Dengan sistem suara terbuka berdasarkan suara terbanyak, orang akan berusaha untuk meraih simpati yang salah satu caranya dengan memberikan uang atau barang untuk membuat masyarakat memilih secara langsung.
“Nah, kemudian tingkat korupsi akibat dari itu. Apabila orangnya sudah terpilih, menduduki jabatan publik, otomatis kalau biaya politik atau biaya kampanye yang dikeluarkan besar akan juga merangsang korupsi,” terang Anggota Fraksi Golkar, Hetifah Sjaifudian, di Jakarta, Rabu (18/1).
Selain itu, bentuk kompensasi atau kompetisi yang ada di dalam internal partai juga dinilai sangat merusak. Terpenting pula tidak ada efek penguatan partai politik.
Hetifah menilai, peran partai politik menjadi minimal dan lebih kepada peran daripada individu-individu caleg yang bersangkutan. Sehingga partai politik sebagai lembaga dan pilar dari demokrasi itu melemah.
“Yang kita inginkan politik diperkuat tapi juga orang-orang terpilih jangan sampai semata-mata karena akses mereka kepada dana atau popularitas,” jelas Hetifah.

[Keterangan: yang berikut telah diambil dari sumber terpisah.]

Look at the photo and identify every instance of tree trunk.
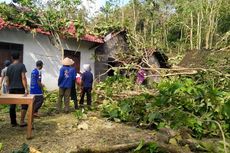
[190,12,193,50]
[133,0,137,37]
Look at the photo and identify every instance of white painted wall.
[0,29,94,90]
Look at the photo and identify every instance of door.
[64,50,81,73]
[0,42,23,70]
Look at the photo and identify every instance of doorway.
[64,50,81,73]
[0,42,23,70]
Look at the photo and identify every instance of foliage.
[0,143,3,151]
[134,140,159,153]
[12,143,30,153]
[99,73,230,138]
[91,0,230,53]
[0,0,85,37]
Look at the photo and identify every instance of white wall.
[0,29,94,90]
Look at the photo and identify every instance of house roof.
[0,17,104,44]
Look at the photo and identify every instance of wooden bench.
[0,94,34,139]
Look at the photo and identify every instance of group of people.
[0,52,93,127]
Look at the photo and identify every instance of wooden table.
[0,94,34,139]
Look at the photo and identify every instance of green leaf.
[134,140,145,152]
[0,143,3,151]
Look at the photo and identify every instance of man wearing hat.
[57,57,74,113]
[0,60,11,94]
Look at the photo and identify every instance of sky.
[0,0,129,16]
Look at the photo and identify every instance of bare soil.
[0,111,154,153]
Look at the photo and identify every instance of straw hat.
[61,57,74,65]
[83,64,91,71]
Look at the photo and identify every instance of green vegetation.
[99,73,230,138]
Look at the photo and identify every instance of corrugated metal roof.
[0,18,104,44]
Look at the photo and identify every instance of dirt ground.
[0,111,154,153]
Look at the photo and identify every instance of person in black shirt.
[6,52,28,127]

Golkar ingin nanti orang-orang yang duduk di DPR ataupun menduduki jabatan-jabatan publik adalah mereka yang memiliki kompetensi dan sudah memiliki pengalaman di dalam organisasi maupun pelayanan publik.

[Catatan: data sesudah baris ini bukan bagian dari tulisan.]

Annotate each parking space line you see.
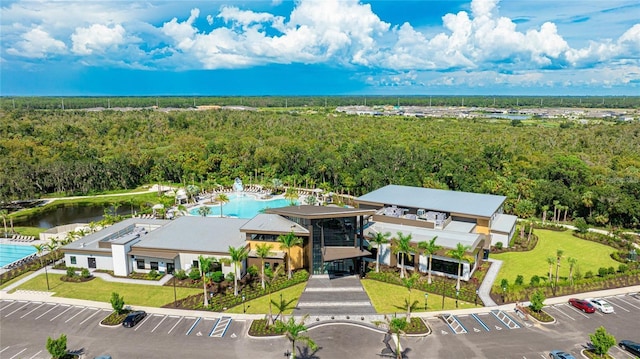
[80,308,100,325]
[10,348,27,359]
[4,302,29,318]
[65,308,87,323]
[0,300,16,311]
[551,304,575,320]
[35,304,60,320]
[618,298,640,309]
[167,317,184,334]
[133,315,153,332]
[20,303,44,319]
[151,315,167,333]
[185,317,202,335]
[49,304,73,322]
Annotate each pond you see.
[16,205,137,228]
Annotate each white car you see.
[587,298,613,313]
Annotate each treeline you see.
[0,110,640,228]
[0,96,640,110]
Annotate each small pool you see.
[0,244,36,268]
[189,194,297,219]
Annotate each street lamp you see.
[456,288,460,309]
[424,293,429,312]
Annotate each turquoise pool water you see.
[0,244,36,268]
[189,194,297,218]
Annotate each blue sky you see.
[0,0,640,96]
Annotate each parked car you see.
[569,298,596,313]
[618,340,640,357]
[587,298,613,313]
[122,310,147,328]
[549,350,576,359]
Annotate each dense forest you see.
[0,104,640,228]
[0,96,640,110]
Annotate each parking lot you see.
[0,300,246,358]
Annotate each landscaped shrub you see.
[529,274,540,287]
[173,269,189,280]
[80,268,91,278]
[515,274,524,285]
[189,267,200,280]
[598,267,609,277]
[211,271,224,283]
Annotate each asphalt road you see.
[0,295,640,359]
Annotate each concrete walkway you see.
[478,258,502,307]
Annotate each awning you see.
[323,247,371,262]
[249,251,287,259]
[129,248,178,259]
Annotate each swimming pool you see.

Namun bila menggunakan sistem tertutup, sudah teridentifikasi akan ada perbaikan. Pertama, masalah demokrasi internal di dalam partai. Parpol mau tak mau harus memperbaiki proses, khususnya metoda pencalonan dan sistem rekruitmen calegnya.
“Itu harus sedemikian rupa bisa dipertanggungjawabkan, akuntabel, sehingga nanti dihindari model korupsi dalam artian korupsi politik di dalam partai. Itu yang harus dicegah dengan sistem yang lebih terbuka,” jelasnya.

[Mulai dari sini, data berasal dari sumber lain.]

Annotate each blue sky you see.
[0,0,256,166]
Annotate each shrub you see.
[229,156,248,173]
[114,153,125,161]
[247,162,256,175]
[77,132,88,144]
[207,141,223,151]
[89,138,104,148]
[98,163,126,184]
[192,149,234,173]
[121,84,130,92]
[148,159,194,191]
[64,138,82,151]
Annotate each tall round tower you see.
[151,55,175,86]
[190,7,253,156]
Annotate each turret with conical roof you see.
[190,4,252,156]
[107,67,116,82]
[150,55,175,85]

Kedua, lanjut Anggota Komisi II DPR RI itu, apabila memakai sistem tertutup dipercaya mampu menjamin representasi. Jangan sampai, oligarki partai masih tetap menjadi faktor yang mempengaruhi proses pencalonan seseorang.
“Misalnya, dalam hal ini katakanlah representasi perempuan atau generasi muda itu tetap bisa dijaga juga,” pungkas Hetifah.